State-owned power utility Eskom’s Majuba rail project has had to deal with several challenges since it started in 2013. Subsequently, Eskom has revised the project’s completion date to December 2017, says Majuba rail project communications and stakeholder management head Khululiwe Xulu.
The project, which was initially scheduled for completion in May 2016, is meant to establish a 68-km-long, heavy-haul private railway line between coal mines west of Ermelo, in Mpumalanga, to the Majuba power station, located between Amersfoort and Volksrust, north of KwaZulu-Natal.
According to Xulu, the challenges curently facing the project include several delays, owing to difficult site conditions, such as water seepage and mudrock, community unrest that affects the projects’ workforce and some contractors’ issues that were resolved in the contractual process.
She claims that, to date, about 40% of the project has been completed, with about 87% of the civil and earthworks physically completed, including the construction of a 300 m incre- mental launch bridge over the Vaal river, which was completed in July.
Xulu adds that the bridge was the most complex concrete structure to be built in the civil works package and highlights that civil works contractor Aveng Grinaker-LTA was honoured by Construction World Magazine for its successful project completion.
Other structures – most of which were completed in September – include 96 culverts, nine cattle creeps, 32 agricultural under- and overpasses, 18 bridges, one service duct and 40 cattle grids.
The coal line is located in the Gert Sibande district municipality and will traverse two local municipalities, Msukaligwa and Pixley Ka Seme, with rail takeoff accessible from both directions of Transnet Freight Rail’s (TFR’s) existing coal corridor to Richards Bay.
The line is meant to transport 21-million tonnes of coal to the Majuba power station, thereby alleviating pressure on Mpumalanga’s roads.
Eskom has yet to reach an agreement with TFR pertaining to its operational responsibili- ties in terms of the Majuba project, but Xulu says discussions are in progress and should be finalised soon.
Meanwhile, Eskom’s rail projects programme manager, Ernest Dlamini, notes that the overall budget of the project has increased by R800-million and now stands at R6-billion.
Xulu highlights the Majuba rail project as part of Eskom’s road-to-rail migration strategy, a strategic initiative that involves the transportation of coal to power stations on rail instead of by road.
“The initiative seeks to reduce road-safety incidents as well as the environmental risks associated with road transportation of coal,” she says, explaining that reduced road traffic on Mpumalanga roads will result in less carbon emissions and improved road conditions.
The project is expected to create between 2 500 and 3 000 direct construction employment opportunities at its peak, with several indirect opportunities also available, Dlamini adds.

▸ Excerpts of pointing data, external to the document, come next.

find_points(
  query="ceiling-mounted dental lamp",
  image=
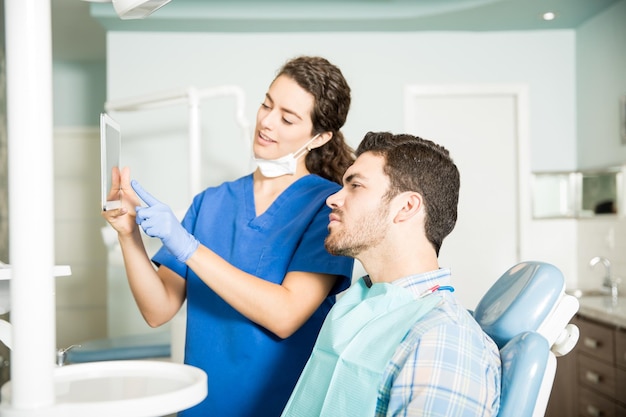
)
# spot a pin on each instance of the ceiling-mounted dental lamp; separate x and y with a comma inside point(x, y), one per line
point(135, 9)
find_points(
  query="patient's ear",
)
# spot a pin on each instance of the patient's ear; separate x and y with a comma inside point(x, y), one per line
point(410, 204)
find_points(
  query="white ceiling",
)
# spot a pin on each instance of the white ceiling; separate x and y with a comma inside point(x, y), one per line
point(78, 27)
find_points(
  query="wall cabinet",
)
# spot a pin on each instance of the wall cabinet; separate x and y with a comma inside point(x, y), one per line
point(591, 380)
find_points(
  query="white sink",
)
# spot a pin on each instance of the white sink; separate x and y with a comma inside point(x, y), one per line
point(118, 388)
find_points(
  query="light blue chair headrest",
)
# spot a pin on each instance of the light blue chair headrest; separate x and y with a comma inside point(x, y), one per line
point(520, 300)
point(524, 362)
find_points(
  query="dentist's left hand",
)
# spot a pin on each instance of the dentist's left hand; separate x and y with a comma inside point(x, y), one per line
point(158, 220)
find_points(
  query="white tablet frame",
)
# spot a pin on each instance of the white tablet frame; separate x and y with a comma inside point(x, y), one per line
point(110, 156)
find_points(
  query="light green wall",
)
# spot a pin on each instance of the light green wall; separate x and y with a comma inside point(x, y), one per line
point(79, 92)
point(601, 81)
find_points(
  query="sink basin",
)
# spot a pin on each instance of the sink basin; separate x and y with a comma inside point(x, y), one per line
point(118, 388)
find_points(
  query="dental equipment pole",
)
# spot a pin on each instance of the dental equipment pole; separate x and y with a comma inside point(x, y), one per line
point(193, 97)
point(31, 202)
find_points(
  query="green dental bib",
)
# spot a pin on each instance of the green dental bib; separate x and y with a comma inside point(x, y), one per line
point(355, 344)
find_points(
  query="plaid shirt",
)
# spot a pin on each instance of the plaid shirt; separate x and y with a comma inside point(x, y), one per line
point(445, 366)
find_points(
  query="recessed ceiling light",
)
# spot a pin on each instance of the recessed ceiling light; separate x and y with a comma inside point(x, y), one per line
point(549, 16)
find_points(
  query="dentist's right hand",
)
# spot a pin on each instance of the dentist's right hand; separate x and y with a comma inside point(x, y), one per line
point(158, 220)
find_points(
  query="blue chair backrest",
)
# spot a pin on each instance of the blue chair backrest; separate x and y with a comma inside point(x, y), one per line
point(523, 313)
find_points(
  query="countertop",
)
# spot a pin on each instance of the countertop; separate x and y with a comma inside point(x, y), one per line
point(603, 309)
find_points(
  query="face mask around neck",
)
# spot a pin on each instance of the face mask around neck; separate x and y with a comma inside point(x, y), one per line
point(285, 165)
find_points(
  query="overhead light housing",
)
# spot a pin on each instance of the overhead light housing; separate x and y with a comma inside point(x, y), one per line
point(549, 16)
point(137, 9)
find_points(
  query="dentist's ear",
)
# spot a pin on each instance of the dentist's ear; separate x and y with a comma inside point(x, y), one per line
point(321, 140)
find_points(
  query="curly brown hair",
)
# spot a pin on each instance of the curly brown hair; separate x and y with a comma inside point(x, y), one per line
point(332, 101)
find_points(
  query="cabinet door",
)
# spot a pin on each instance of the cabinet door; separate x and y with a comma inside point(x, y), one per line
point(596, 375)
point(591, 404)
point(596, 340)
point(620, 348)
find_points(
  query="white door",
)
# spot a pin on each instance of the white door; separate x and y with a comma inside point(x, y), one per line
point(480, 126)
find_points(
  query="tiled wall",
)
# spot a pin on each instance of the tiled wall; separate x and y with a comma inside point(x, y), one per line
point(81, 299)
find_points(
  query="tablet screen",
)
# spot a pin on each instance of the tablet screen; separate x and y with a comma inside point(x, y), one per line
point(110, 157)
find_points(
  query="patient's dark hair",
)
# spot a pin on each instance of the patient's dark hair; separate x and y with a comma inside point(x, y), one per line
point(420, 165)
point(331, 94)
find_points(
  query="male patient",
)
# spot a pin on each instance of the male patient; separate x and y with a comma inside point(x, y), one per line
point(398, 343)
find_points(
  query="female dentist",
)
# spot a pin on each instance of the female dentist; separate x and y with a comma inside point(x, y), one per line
point(249, 256)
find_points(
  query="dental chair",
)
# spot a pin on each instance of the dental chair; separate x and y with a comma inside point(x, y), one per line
point(527, 313)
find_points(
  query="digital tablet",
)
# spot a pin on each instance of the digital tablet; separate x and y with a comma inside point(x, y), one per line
point(110, 157)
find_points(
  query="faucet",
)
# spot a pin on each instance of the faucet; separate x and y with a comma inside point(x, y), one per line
point(62, 354)
point(608, 282)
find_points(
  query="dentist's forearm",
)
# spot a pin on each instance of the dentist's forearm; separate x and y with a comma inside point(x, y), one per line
point(158, 300)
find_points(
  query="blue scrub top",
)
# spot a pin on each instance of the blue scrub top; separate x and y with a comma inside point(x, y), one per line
point(251, 372)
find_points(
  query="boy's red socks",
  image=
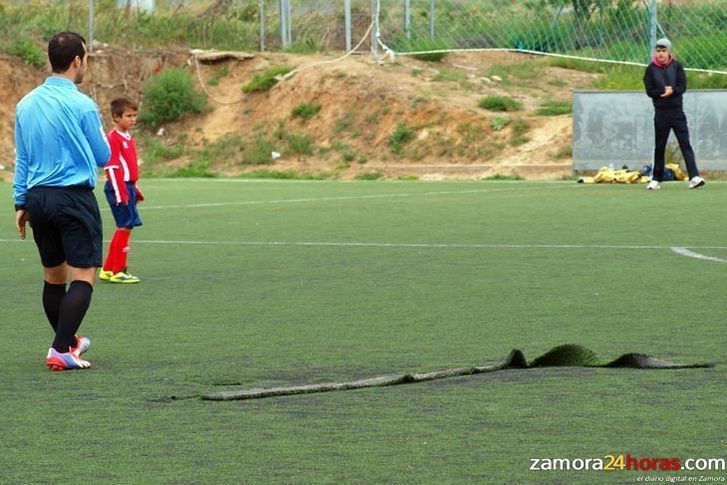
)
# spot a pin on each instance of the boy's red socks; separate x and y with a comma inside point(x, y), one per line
point(118, 251)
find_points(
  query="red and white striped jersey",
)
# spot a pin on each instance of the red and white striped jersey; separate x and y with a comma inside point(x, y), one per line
point(123, 165)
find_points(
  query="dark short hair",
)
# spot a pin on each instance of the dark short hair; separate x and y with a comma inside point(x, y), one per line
point(63, 48)
point(118, 105)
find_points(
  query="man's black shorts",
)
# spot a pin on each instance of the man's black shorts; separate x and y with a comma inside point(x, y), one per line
point(66, 225)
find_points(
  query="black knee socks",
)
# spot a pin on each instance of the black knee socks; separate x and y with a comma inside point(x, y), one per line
point(52, 299)
point(71, 313)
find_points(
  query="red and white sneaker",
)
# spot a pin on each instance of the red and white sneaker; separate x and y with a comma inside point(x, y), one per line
point(82, 345)
point(65, 360)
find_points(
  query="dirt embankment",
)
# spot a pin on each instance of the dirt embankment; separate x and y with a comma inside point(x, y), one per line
point(393, 119)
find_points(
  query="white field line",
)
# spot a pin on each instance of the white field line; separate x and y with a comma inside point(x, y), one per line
point(353, 244)
point(346, 197)
point(691, 254)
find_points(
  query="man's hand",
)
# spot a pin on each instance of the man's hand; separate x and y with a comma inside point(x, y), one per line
point(667, 92)
point(21, 217)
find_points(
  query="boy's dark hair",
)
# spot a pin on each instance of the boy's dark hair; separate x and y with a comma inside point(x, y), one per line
point(118, 105)
point(63, 48)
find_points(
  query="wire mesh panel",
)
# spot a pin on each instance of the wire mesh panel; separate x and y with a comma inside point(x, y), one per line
point(312, 25)
point(619, 30)
point(698, 30)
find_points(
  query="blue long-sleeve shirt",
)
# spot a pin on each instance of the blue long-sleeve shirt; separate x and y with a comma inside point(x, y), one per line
point(59, 139)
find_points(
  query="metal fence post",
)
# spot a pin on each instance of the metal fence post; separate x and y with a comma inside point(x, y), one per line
point(289, 19)
point(347, 21)
point(407, 18)
point(375, 29)
point(90, 25)
point(262, 25)
point(431, 19)
point(284, 29)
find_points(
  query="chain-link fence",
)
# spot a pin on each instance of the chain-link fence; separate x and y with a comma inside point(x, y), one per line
point(612, 30)
point(616, 30)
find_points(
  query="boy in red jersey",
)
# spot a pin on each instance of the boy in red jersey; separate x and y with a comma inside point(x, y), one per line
point(122, 173)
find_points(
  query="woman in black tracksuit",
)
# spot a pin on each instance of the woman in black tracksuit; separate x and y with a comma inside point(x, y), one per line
point(665, 83)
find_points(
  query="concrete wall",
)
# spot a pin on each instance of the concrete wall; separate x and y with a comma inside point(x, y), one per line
point(618, 127)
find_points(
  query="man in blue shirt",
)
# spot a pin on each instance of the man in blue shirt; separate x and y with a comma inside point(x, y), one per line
point(59, 145)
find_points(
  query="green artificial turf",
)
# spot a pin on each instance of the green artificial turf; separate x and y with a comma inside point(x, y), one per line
point(249, 283)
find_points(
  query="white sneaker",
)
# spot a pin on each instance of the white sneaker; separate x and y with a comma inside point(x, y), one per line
point(696, 182)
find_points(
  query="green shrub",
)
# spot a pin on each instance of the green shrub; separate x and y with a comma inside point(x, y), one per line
point(265, 80)
point(154, 150)
point(306, 111)
point(498, 124)
point(555, 107)
point(400, 137)
point(170, 95)
point(499, 103)
point(300, 144)
point(259, 152)
point(27, 50)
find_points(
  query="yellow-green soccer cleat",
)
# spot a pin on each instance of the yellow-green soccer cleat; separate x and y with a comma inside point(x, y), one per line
point(105, 275)
point(123, 278)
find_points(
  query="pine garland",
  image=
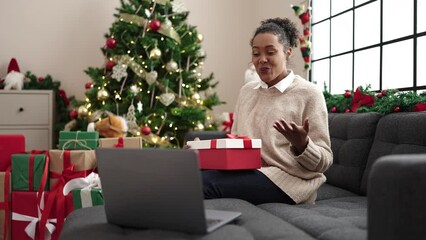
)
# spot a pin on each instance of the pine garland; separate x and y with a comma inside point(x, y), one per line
point(385, 101)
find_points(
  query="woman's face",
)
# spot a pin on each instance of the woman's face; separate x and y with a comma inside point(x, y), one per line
point(269, 58)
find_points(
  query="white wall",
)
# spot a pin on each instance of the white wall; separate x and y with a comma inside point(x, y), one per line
point(63, 38)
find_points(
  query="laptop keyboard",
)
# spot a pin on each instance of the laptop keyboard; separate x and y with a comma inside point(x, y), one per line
point(210, 221)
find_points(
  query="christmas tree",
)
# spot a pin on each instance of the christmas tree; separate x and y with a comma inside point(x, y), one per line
point(152, 75)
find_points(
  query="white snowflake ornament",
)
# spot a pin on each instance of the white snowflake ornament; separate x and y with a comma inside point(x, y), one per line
point(119, 72)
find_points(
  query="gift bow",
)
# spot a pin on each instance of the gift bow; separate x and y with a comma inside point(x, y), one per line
point(228, 123)
point(30, 230)
point(246, 141)
point(89, 182)
point(76, 141)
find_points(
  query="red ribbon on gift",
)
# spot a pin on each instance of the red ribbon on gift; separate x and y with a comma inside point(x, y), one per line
point(57, 197)
point(120, 143)
point(6, 204)
point(246, 141)
point(228, 124)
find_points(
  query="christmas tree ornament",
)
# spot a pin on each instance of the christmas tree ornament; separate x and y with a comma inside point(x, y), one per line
point(200, 38)
point(151, 77)
point(154, 24)
point(135, 89)
point(179, 7)
point(133, 127)
point(155, 53)
point(200, 53)
point(111, 43)
point(88, 85)
point(167, 98)
point(146, 130)
point(140, 106)
point(73, 114)
point(297, 9)
point(172, 66)
point(119, 71)
point(109, 65)
point(102, 94)
point(82, 111)
point(14, 78)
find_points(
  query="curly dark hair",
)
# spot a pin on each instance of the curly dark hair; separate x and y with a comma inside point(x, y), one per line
point(286, 30)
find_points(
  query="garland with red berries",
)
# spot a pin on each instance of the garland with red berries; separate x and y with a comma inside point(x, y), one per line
point(385, 102)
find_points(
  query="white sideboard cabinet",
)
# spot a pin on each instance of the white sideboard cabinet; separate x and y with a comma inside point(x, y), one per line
point(31, 113)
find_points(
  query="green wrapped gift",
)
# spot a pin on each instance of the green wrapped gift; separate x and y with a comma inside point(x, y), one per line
point(83, 198)
point(27, 171)
point(78, 140)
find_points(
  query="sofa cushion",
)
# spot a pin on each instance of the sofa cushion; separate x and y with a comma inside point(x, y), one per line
point(327, 191)
point(332, 219)
point(397, 133)
point(254, 223)
point(351, 137)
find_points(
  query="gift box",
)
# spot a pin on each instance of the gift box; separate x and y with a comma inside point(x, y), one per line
point(84, 192)
point(124, 142)
point(70, 164)
point(4, 205)
point(26, 216)
point(27, 171)
point(78, 140)
point(228, 153)
point(10, 144)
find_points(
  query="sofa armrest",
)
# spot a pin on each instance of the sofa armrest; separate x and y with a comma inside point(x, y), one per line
point(205, 135)
point(397, 197)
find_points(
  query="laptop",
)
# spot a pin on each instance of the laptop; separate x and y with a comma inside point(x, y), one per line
point(156, 188)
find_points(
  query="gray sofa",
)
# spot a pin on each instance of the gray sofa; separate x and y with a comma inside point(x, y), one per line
point(375, 189)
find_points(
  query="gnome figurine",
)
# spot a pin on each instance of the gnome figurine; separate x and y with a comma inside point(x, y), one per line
point(14, 78)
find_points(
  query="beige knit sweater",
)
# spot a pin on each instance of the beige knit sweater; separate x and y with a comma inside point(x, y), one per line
point(255, 113)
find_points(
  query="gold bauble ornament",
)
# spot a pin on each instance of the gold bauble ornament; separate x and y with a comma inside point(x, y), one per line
point(82, 111)
point(155, 53)
point(102, 95)
point(200, 38)
point(172, 66)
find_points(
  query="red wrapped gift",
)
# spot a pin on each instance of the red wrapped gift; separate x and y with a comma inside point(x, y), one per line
point(228, 153)
point(26, 216)
point(5, 205)
point(10, 144)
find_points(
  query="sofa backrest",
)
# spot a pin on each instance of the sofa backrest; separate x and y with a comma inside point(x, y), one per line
point(351, 137)
point(397, 133)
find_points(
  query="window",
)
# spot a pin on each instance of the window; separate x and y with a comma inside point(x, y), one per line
point(361, 42)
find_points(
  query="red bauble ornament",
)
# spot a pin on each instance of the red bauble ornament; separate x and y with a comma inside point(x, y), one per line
point(347, 94)
point(306, 32)
point(307, 59)
point(73, 114)
point(304, 17)
point(111, 43)
point(146, 130)
point(109, 65)
point(88, 85)
point(396, 109)
point(154, 25)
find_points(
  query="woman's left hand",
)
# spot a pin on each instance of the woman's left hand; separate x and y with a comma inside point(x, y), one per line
point(295, 134)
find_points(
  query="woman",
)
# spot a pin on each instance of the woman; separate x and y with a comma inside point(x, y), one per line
point(289, 114)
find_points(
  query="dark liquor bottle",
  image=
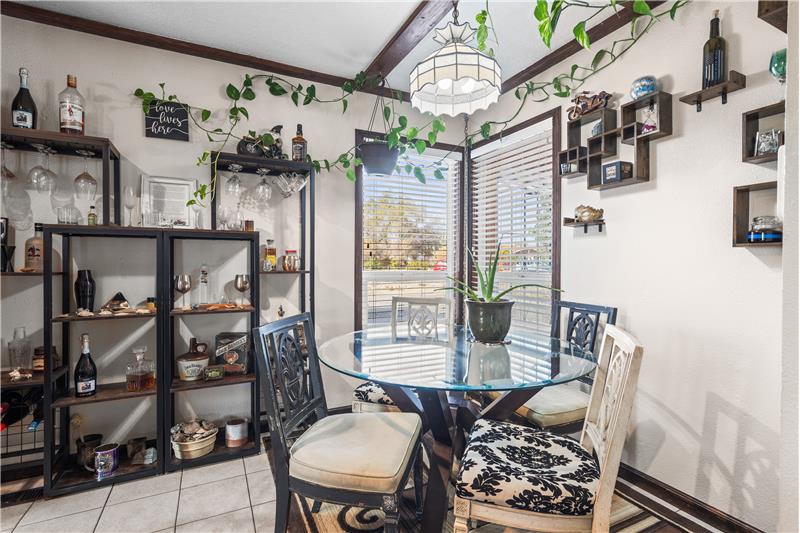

He points out that Eskom will continue to source unskilled and semiskilled workers from the local communities and farms surrounding the railway line servitude.
“The project further hopes to spend money on corporate social investment programmes, as well as local supplier development and economic participation in the project. A number of small and medium-sized enterprises (SMEs) have also benefited from the project through various subcontract packages.”
Other contractors for the project include Aveng Rail, which is responsible for permanent way, or per way, infrastructure; Suka Projects, for general maintenance and horticulture; and Sheppard Protection Services, for security. Dlamini adds that a successful bidder for the electrical and signalling package has been identified and will be notified.
The electrical package consists of the overhead traction equipment, signalling systems and traction/auxiliary substations. A contract for the 88 kV overhead line to feed the traction/auxiliary supplies substations has been awarded to Conco Power Project.
Xulu concludes that the project has been “executed mainly by Eskom project managers, with no involvement from foreign management contractors . . . to save costs and provide opportunities for experienced locals who are competent and suitably qualified to execute complex projects”. It forms part of Eskom’s deliberate investment in local skills.